I’d say he was correct. Both of the non-blue cars look like harvest gold to me . Were you thinking of the undoubtedly beige mark 2 you have shown ?
I know harvest gold very well, a popular late ADO16 colour, and the P reg mini looks like it wears this hue. The L reg however should be sandglow.
Sorry, i meant to say that the P reg one is limeflower.
So no harvest gold minis in there!
No, sorry. Limeflower is much greener than the colour of the P registered one, and the L registered one, stemming from 1972/73, is far too early for Sandglow which did not appear until 1976. Both are , still, in my view Harvest Gold
Its British Leyland beige !
The Rev. Colin Corke reckons BL beige has corrosion preventative qualities, that is why so many models have survived in this colour!
I attended a show last year which had an ADO16 1300 and MGB in beige.
Lovely. Its nice to see the standard basic models well represented, they seem to be rarer than the Coopers / Ss etc.
I love the standard un-messed-with models too. Such a pleasant change from all the ‘Coopered’ stuff.
That’s what i was thinking too.
Original minis are such a rare sight now, always happy to see such unmolested examples.
Although they don’t look the most exciting cars in the world, it was the success of the MK4 Mini in export markets that has enabled BMW to sell its new MINI all over the world. Remember that until Britain joined the EU, the Mini was not price competitive in the major European countries.

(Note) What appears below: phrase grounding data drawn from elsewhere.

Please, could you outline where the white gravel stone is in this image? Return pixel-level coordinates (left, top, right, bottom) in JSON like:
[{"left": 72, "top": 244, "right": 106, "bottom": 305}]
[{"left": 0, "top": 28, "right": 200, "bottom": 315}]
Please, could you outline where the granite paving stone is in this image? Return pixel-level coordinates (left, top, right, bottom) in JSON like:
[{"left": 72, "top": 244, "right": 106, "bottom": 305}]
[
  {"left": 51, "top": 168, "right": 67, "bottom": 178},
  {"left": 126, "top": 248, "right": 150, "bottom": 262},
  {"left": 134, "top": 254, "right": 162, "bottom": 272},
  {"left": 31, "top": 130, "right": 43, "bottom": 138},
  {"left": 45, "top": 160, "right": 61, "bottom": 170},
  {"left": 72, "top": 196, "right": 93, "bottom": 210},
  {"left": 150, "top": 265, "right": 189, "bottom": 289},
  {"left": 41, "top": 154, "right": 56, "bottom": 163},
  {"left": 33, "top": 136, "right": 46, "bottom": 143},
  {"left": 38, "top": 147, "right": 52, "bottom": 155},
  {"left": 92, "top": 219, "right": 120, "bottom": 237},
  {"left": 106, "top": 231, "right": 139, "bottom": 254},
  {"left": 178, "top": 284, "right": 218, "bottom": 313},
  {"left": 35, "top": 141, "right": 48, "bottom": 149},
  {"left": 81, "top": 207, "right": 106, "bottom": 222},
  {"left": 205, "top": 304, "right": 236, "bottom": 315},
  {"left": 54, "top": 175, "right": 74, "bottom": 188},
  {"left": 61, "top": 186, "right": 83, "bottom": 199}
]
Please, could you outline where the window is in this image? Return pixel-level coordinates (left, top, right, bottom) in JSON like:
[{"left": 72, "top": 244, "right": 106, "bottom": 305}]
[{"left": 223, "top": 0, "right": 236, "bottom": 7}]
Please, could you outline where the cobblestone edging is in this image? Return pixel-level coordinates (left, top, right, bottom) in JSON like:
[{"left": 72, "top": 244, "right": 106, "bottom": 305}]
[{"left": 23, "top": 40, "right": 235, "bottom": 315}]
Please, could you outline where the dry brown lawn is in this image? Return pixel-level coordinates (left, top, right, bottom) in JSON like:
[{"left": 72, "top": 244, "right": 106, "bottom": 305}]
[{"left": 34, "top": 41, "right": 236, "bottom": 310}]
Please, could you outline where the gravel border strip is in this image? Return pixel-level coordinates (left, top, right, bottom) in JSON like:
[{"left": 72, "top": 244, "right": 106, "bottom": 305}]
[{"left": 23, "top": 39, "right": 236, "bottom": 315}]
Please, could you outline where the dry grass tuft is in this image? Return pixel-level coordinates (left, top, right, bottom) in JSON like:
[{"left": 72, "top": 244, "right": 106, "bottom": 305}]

Some great examples of Mini’s here. That white C reg MK1 reminds me of my own (67 E-reg Austin Mini 850). Only kept it 10 months but was my first car and memories were mostly good. Always liked the Clubman’s too
Regarding the secret properties of “Harvest Beige”, I remember in the 80s was an astonishing number of cars in “Respray Blue” (was it Pageant?) which shouldn’t have been – Avengers, Fords, all sorts, in the days when cars would receive a blow-over once they started to look tatty.
I wonder if some skullduggery saw Longbridge ordering twice as much of the stuff as was needed, with the surplus being piped out onto the black market?
that Inca Min with the chrome trim is identical to my first, apart form the chrome wheel trims.
Great to see so many ordinary 70s/80s models in standard trim, so few survive modding, mine included!
Just in case any of you think the Aussie Clubman is modified, they came with those group 2 style wheelarches as standard.